The conclusion drawn by O'Meara et al.34 concerning systemic antibiotics was that insufficient evidence exists for their use in wound healing, and until such data does, other criteria may be used to guide the use of antibiotics, such as cost minimization. In addition, our updated search of the literature found that conclusive studies regarding the use of systemic antibiotics have not been published in more recent years. Hutchinson et al.37 also found inadequate data available to address the relative effectiveness of antibiotic regimens for serious diabetic foot infections including spreading cellulitis and osteomyelitis.

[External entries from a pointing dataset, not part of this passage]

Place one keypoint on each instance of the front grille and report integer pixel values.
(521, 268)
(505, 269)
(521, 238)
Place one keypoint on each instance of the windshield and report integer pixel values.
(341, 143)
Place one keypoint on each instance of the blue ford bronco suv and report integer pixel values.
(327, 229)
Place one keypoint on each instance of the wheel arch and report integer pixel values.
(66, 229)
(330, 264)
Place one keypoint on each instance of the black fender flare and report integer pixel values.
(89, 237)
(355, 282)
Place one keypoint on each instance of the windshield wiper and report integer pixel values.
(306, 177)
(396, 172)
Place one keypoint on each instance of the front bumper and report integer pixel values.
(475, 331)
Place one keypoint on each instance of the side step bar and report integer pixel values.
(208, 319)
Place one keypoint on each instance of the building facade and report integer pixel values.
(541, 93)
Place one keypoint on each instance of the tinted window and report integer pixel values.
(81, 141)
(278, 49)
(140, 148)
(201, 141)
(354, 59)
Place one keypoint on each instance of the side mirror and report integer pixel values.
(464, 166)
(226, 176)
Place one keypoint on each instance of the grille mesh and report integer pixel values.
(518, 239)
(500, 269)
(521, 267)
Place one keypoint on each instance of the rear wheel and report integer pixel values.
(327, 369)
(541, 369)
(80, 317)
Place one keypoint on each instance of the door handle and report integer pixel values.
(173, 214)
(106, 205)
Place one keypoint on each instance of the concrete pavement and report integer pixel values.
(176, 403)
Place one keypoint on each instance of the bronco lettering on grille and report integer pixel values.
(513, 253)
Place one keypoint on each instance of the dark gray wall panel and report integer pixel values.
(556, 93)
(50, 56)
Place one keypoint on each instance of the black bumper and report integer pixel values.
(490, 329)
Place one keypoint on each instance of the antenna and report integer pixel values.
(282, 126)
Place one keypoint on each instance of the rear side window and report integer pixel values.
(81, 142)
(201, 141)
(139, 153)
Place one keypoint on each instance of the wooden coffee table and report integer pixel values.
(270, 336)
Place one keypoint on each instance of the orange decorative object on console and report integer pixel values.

They were also unable to find sufficient information to determine whether antibiotics are more effective than placebo for superficial or skin deep ulcers. There is also a lack of evidence regarding the optimal duration of treatment.32
Recommendations for antibiotic treatment
Numerous recommendations (based on expert opinion) exist regarding the use or avoidance of antibiotics for chronic skin wounds, and these differ according to ulcer aetiology. Importantly, there is a much lower tolerance of suspected infection in diabetic foot ulcers due to the risk of amputation and subsequent morbidity and mortality. Thus, the early use of antibiotics at signs of infection is generally advocated,26,38 with some even advocating their use in uninfected ulcers.39 In contrast, recommendations with regard to venous ulcers advocate antibiotic use solely in the presence of clinical signs or symptoms of infection.28,40
Highlighting the difficulties for the clinician, the International Working Group on the Diabetic Foot41 recommends a complex antibiotic strategy which involves intravenous and/or possibly oral use of empirical broad-spectrum antibiotics in the presence of deep foot infections. The list of regimens suggested includes ampicillin/sulbactam, ticarcillin/clavulanate, co-amoxiclav, clindamycin and a quinolone, second or third generation cephalosporin and a quinolone, and metronidazole with a quinolone.41 These guidelines are clearly difficult to interpret and implement in practice. The clinical guidelines on Type 2 diabetes by Hutchinson et al.37 recommend only that ulcers with extensive cellulitis and/or osteomyelitis should be treated with intensive, systemic antibiotics. They comment that the polymicrobial nature of diabetic foot wounds would suggest use of a broad-spectrum antibiotic, but conclude that there is insufficient evidence to distinguish between the relative effectiveness of different antibiotic regimens. An update of these guidelines, by the UK National Institute for Clinical Excellence in 2004, is no more specific, recommending only that patients with non-healing or progressive ulcers with clinical signs of active infection receive intensive, systemic antibiotics.42 The SIGN guidelines for chronic leg ulcers are equally general, again recommending that systemic antibiotics only be instituted when there is clinical evidence of infection.40 Guidelines from the British Association of Dermatologists and The Royal College of Physicians on the management of chronic venous leg ulcers recommend treatment with systemic penicillin upon ulcer infection with beta-haemolytic streptococci, whereas cellulitis caused by other organisms should be treated according to bacteriological sensitivity.28
Antibiotic use in clinical practice
Despite the scarcity of evidence supporting the effectiveness of antibiotics, they are still widely used in the treatment of chronic wounds. A Swedish audit showed 26.6% of chronic wound patients (leg and foot ulcers, pressure ulcers, post-operative and traumatic wounds which had not healed in 6 weeks) were receiving systemic antibiotics at the time of the study whereas a further 33.5% not receiving antibiotics at the time of the study, had done so in the previous 6 months. In total, therefore, 60.1% of chronic wound patients had received at least one antibiotic in the 6 month period.43
In the UK, investigation of the prescription of antibiotics for chronic wounds of all aetiologies in the community using the General Practice Morbidity Database for Wales (GPMD) for the year 2000 found that over two-thirds (68.3%) of patients with chronic wounds received at least one systemic antibiotic during the year, compared with less than one-third (29.4%) of age, sex and general-practice matched non-wound patients. Chronic wound patients received significantly more antibiotics than matched non-wound patients: means (range) of 2.3 (0–22) and 0.6 (0–14) antibiotic prescriptions per person per year, respectively (data in preparation).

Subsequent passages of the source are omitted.